The basic premise of Blokus is deceptively simple. Between two and four players compete for territory on a 20x20 grid of squares. Each player has a selection of blocks, somewhat similar to Tetris pieces. Players take turns to place these blocks on the board, attempting to cover as many tiles on the grid as they can.
Where things get complicated is that each block you place must connect corner-to-corner to one of your previously placed blocks, but cannot touch one of your own blocks face-to-face.
These restrictions don't apply when setting down pieces near your opponents' blocks, however, and so Blokus very rapidly becomes a strategic dance, with each player trying to block his opponents' potential moves, while opening up more space for his own pieces.
This version of Blokus comes with a range of features and game options - allowing for up to four human players passing the handset or several two-player variants of Blokus. If your friends are too busy to play, the AI can step in and play as up to three of your opponents.
Special mention goes to the person who decided to include a Colour Blind mode, which adds symbols to the coloured blocks. They've also included a zoom function, which almost but not quite eliminates the problem of having a 400 square grid on the tiny screen of a mobile phone.

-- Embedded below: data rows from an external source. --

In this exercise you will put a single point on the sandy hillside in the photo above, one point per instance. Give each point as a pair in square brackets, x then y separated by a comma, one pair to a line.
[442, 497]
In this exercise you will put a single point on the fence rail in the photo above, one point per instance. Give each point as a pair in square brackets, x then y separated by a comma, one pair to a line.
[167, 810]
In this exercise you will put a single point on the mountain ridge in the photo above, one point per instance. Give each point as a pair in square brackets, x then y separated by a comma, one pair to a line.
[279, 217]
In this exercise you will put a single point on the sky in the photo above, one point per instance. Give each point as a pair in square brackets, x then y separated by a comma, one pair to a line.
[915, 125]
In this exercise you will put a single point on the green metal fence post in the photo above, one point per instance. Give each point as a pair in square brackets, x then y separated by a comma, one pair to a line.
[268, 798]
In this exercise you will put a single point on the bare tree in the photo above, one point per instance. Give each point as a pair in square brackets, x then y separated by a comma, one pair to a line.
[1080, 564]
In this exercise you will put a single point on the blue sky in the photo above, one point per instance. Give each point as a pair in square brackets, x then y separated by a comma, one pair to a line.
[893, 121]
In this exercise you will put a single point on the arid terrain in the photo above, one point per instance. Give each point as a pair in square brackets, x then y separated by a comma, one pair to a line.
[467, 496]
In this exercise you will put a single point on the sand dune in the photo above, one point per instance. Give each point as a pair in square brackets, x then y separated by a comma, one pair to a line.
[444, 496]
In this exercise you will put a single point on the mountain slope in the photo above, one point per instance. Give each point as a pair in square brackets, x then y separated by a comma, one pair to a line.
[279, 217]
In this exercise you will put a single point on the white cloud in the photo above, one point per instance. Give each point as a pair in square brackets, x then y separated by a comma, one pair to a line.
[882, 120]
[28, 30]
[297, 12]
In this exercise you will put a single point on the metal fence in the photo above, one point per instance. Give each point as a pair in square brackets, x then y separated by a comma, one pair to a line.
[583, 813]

But Blokus's best feature by far is the Tournament mode, which pits you against a series of solo challenges - score X points, win without using certain blocks - increasing in difficulty until you almost feel like all three AI opponents are solely concerned with preventing you from reaching your goal.
It can be all too easy to freeze out a single opponent by ganging up, but this is a staple of multiplayer games and serves to add to the challenge as well as frustrate.
There have been a number of boardgame conversions to handheld devices over the years, with the majority of them failing to capture the spirit of the original, let alone add anything special. Blokus is a wonderful exception to that rule.